Naprawdę wstrząsnęło mną to zdanie z poprzedniego wpisu. Oczywiście, że je wcześniej znałam, ale podane w tej formie wydało mi się jakoś wyjątkowo mocne. Tak więc myślę i myślę... i myślę... i na razie żadnych innowacji. Teraz jest czas wprawiania tej mojej machiny przedsiębiorczości w nieprzerwany ruch. Ciągle uczę się ją obsługiwać - a nie mam instrukcji obsługi. Tu wcisnę guzik i patrzę co się dzieje, tam poruszę dźwignią i znowu sprawdzam... a teraz dwa jednocześnie - i jaki efekt? Przypuszczam, że znalezienie innowacji to taki proces, w jakim znajduję się obecnie. Szukanie, usprawnianie, badanie i ... bingo.. jest...
Na razie podsumowanie ostatnich osiągnięć:
- znowu dałam się podejść jak dziecko - następnym razem się nie dam wziąć w ten sposób;
- znowu doceniłam wagę współpracy ze sprawdzonymi ludźmi;
- doceniłam wagę kontaktu bezpośredniego ze wszystkimi: Klient, współpracownik, wykonawca,zleceniodawca itd...; U Marty przerabiałam pracę przez internet, ale to nie jest bardzo skuteczne...

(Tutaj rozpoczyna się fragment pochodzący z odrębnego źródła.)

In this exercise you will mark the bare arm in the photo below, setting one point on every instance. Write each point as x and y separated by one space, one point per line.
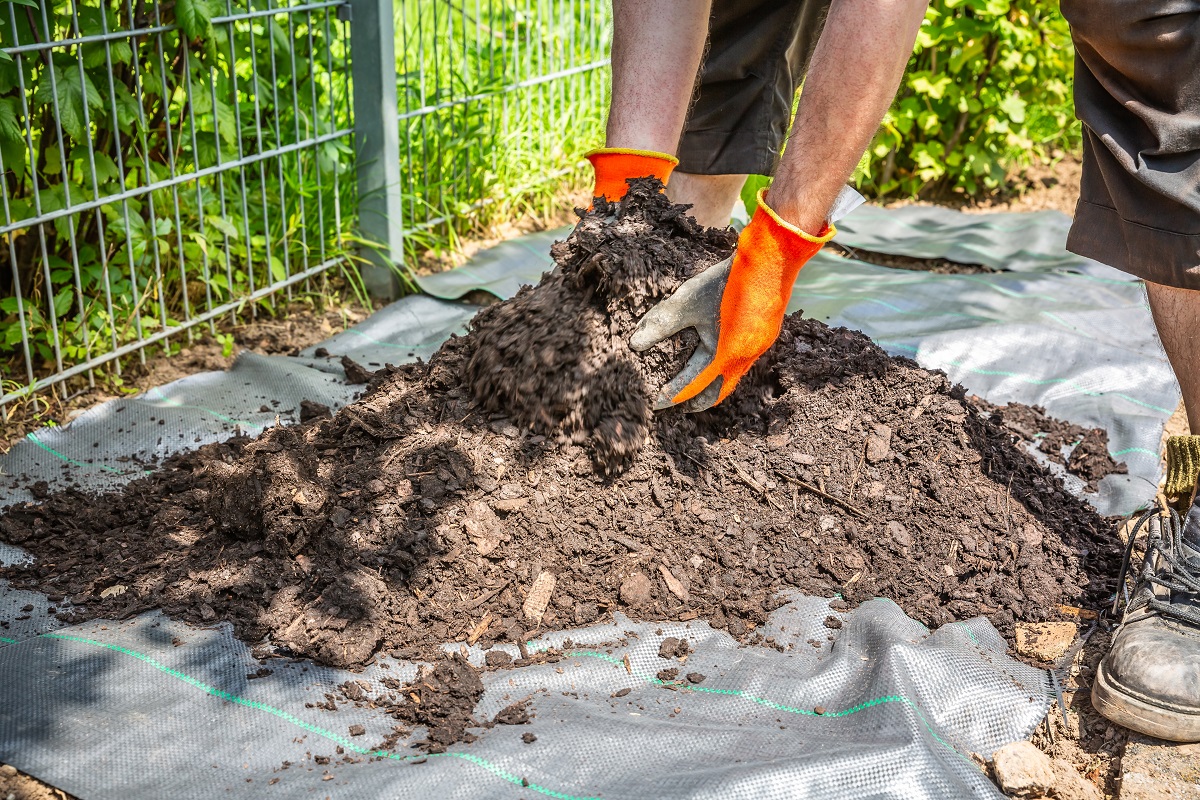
851 83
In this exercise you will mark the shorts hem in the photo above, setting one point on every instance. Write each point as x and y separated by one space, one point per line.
1152 254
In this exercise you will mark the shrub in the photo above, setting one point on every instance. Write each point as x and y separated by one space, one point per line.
988 90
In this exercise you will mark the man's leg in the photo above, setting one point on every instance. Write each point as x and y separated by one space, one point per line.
657 47
1177 319
711 197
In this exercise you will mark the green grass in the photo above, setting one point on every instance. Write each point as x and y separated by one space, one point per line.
208 94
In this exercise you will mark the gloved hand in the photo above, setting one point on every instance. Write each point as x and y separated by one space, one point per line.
736 306
615 166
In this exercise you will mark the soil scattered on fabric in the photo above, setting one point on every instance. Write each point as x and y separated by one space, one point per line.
519 482
1083 451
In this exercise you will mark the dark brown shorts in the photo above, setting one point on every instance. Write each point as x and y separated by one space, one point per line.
1138 94
757 52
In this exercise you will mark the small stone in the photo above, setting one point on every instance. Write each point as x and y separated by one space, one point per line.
497 659
1023 770
1047 642
899 534
636 589
483 527
673 584
539 596
673 648
879 444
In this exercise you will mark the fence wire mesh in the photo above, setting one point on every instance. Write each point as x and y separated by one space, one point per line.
497 100
167 164
162 166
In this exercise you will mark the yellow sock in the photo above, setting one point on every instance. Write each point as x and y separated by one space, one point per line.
1182 465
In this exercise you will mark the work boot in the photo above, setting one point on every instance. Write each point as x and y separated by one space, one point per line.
1150 680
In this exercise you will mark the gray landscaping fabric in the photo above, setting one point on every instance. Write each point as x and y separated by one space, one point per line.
150 708
153 708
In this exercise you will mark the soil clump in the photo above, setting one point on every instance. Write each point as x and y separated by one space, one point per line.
432 507
1086 449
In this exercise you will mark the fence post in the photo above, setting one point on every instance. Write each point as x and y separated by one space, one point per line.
377 143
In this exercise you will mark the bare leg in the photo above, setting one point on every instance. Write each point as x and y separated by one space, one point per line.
1177 319
657 47
851 83
711 197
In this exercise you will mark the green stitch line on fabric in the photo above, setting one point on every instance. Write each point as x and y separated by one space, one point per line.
321 732
51 450
1035 382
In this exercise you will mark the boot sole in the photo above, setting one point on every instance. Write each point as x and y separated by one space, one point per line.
1119 705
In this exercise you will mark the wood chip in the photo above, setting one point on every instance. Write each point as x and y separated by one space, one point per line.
673 584
479 630
539 596
1083 613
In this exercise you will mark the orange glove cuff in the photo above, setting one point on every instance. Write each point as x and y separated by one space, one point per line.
615 166
769 245
771 253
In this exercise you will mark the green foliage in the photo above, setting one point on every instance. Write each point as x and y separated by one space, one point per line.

- doceniam znaczenie współpracy z prawnikiem i w ramach obowiązujących standardów;
Na koniec podsumowania ważne dla mnie zdanie: chcę dokonać sporej zmiany i mam już wyraźny obraz tego co zrobię. Teraz tylko właściwe i spokojne podsumowanie - bez tłumienia emocji, ale z wyraźnym rozpoznaniem słabych i mocnych stron planu.